Fly Fishing for Bass Michigan’s Other Fishery

October 14, 2004
  • Midwest Fly Fishing Magazine; October 2004


The Midwest is blessed with a greater variety of fresh water angling opportunities than anywhere else and Michigan is no exception. One of the under utilized fisheries for fly fisherman here in Michigan is the warmwater resource. I have talked to avid Michigan fly fisherman who actually live on warmwater lakes and yet never uncase their fly rods until they get to one of the better-known trout streams. Michigan’s warmwater lakes are so numerous that even conventional tackle anglers do not put an undue amount of pressure on this fishery. With a small boat, suitable rods and lines, and a box of bass flies, anglers can find many angling opportunities close to home. According to Michigan DNR information, largemouth bass are shallow water fish preferring water depths of less than 20 feet. My personal experience confirms this fact making this predator a perfect target for fly fisherman. If undisturbed, some bass will stay in the shallow water cover, even during the middle of the day.
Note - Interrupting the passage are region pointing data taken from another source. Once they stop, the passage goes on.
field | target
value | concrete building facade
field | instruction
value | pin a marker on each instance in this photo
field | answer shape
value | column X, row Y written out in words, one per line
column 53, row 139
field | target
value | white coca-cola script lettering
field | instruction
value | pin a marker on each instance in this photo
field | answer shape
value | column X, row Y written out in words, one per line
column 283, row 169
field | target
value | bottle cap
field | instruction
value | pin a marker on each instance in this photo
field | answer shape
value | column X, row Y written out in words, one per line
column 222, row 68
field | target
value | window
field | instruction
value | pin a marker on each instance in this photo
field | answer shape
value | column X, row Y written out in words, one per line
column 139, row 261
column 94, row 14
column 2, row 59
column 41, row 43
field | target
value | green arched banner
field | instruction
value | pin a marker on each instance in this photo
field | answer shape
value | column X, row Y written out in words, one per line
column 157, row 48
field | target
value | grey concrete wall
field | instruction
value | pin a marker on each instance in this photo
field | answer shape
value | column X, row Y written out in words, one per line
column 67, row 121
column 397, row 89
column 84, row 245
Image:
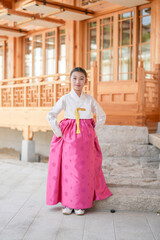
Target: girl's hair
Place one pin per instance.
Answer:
(79, 69)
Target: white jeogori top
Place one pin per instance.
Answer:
(69, 102)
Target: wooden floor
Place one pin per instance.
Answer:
(25, 216)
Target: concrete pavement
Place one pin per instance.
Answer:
(25, 216)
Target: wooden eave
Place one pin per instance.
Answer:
(13, 29)
(34, 16)
(59, 5)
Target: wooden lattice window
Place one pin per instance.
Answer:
(62, 52)
(144, 37)
(28, 57)
(91, 43)
(38, 55)
(50, 51)
(106, 49)
(125, 24)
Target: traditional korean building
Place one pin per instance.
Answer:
(117, 41)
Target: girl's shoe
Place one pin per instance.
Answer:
(67, 211)
(79, 211)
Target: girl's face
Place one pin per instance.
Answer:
(78, 80)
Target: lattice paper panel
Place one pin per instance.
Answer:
(18, 97)
(32, 96)
(6, 97)
(47, 95)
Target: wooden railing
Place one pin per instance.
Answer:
(41, 91)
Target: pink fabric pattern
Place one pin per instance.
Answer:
(75, 176)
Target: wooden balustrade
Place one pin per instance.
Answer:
(41, 91)
(24, 102)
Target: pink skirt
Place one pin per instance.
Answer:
(75, 176)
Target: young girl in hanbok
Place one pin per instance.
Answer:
(75, 177)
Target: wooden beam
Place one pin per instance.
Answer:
(2, 27)
(59, 5)
(6, 4)
(35, 16)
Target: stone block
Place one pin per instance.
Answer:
(128, 150)
(155, 139)
(131, 199)
(123, 134)
(28, 151)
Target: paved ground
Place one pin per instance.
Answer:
(24, 215)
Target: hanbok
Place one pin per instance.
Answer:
(75, 176)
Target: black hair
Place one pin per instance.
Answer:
(79, 69)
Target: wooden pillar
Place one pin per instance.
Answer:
(70, 45)
(157, 69)
(12, 56)
(94, 79)
(27, 133)
(141, 87)
(155, 34)
(19, 57)
(79, 44)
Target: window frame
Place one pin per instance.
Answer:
(43, 33)
(116, 44)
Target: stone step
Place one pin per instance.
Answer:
(155, 139)
(123, 134)
(131, 199)
(130, 150)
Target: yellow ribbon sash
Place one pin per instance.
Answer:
(77, 118)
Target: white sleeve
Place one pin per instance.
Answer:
(52, 116)
(100, 114)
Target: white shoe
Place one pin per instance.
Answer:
(79, 211)
(67, 211)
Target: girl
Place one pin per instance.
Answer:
(75, 177)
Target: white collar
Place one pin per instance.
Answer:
(73, 93)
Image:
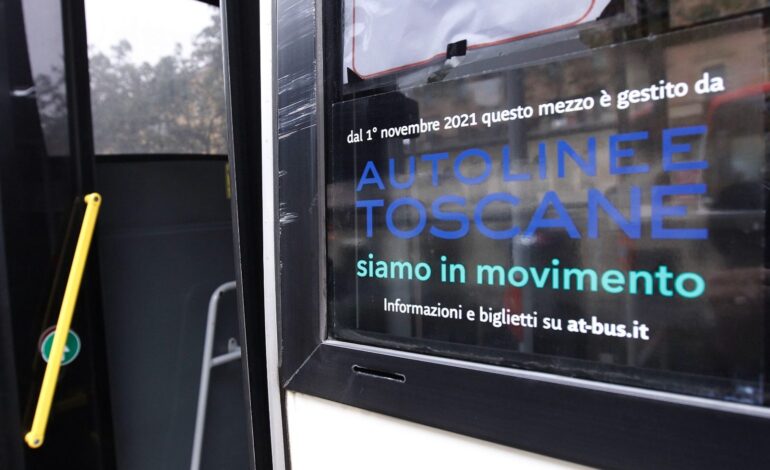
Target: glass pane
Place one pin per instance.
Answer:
(156, 77)
(596, 214)
(43, 27)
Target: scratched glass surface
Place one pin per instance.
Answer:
(621, 240)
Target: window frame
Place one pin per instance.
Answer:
(582, 421)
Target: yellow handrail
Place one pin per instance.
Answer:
(35, 436)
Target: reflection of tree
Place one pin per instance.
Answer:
(173, 106)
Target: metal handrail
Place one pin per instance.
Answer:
(209, 362)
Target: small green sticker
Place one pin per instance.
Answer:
(71, 347)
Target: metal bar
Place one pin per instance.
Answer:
(36, 435)
(203, 392)
(225, 358)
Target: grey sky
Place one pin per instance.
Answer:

Lake maps are an indispensable resource for finding lakes that are likely candidates for exploration. If the map of the lake has the contour lines too close to the shoreline and the majority of the lake has depths greater than 20 feet, then avoid that lake. Instead look for lakes with shallow water shelves near drop-offs. The drop-off does not have to be great, even a few feet will do. Once on the lake, if these shallow water areas have some cover in the form of lily pads, reeds or man-made structures then chances are good that bass will be present. The amount of development on a lake is also a consideration. Development doesn’t necessarily mean that fishing is bad. Lake George (my home lake) has cottages and homes around most of the shoreline, however it is an excellent bass lake. On this lake, instead of casting to natural cover, I cast primarily to boat docks, swim platforms and other manmade structures. It is not always easy to tell the amount of development from lake maps. Exploration is just part of the fun. Sportsman Connection (1423 North Eight Street, Superior, Wisconsin, 54880 and Bright Spot Maps (PO Box 1342, LaPorte, Indiana, 46350) both publish good lake map books for Michigan.

A Sampling of Lakes

One of my favorite lakes is Lily Lake in Clare County. This 161-acre lake has an abundance of shallow water cover for the fly fisherman. With a large amount of undeveloped shoreline, the angler casts to lots of natural cover in the form of lily pads and reeds. The reed islands directly out from the boat ramp are a good place to start. Use topwater and diving flies in the morning and evening. Bottom bouncing flies are a good choice any time of day. Arbutus Lake in southeast Grand Traverse County is another good lake for the fly fisherman to try. This scenic 395-acre lake is divided into 5 different lakes with passages of varying sizes between each lake. The public boat launch is on lake #2. It is a good concrete boat launch with plenty of parking. A good place to begin fishing is the shallow bay on lake #2 across from the public boat launch. Try the edges of the lily pad cover early and late with topwater bugs or diving deer hair frogs. During the middle of the day try the deeper areas of this bay with a sink tip line and wooly buggers or other swimming flies. Lakes #1 and #5 would also be worth exploring. Perhaps the best largemouth lake in Michigan is Fletcher Floodwater (or Fletcher Pond). This 8000 to 9000 acre impoundment of the Upper South Branch of the Thunder Bay River is located on the border of Alpena and Montmorency counties. With large stump fields and an average water depth of less than 10 feet, this is an ideal location providing the fly fisherman with plenty of targets for casting. Bring plenty of heavy tippets, however, as large fish can easily break off around all of the woody cover. These three lakes just scratch the surface of the lakes that are available in Michigan. Even though common patterns emerge with all lakes they each have their own character and it’s always a thrill to launch my boat into a new lake. If you are looking for another opportunity to use your fly rod then give this resource a try. You will not be disappointed in Michigan’s other fishery.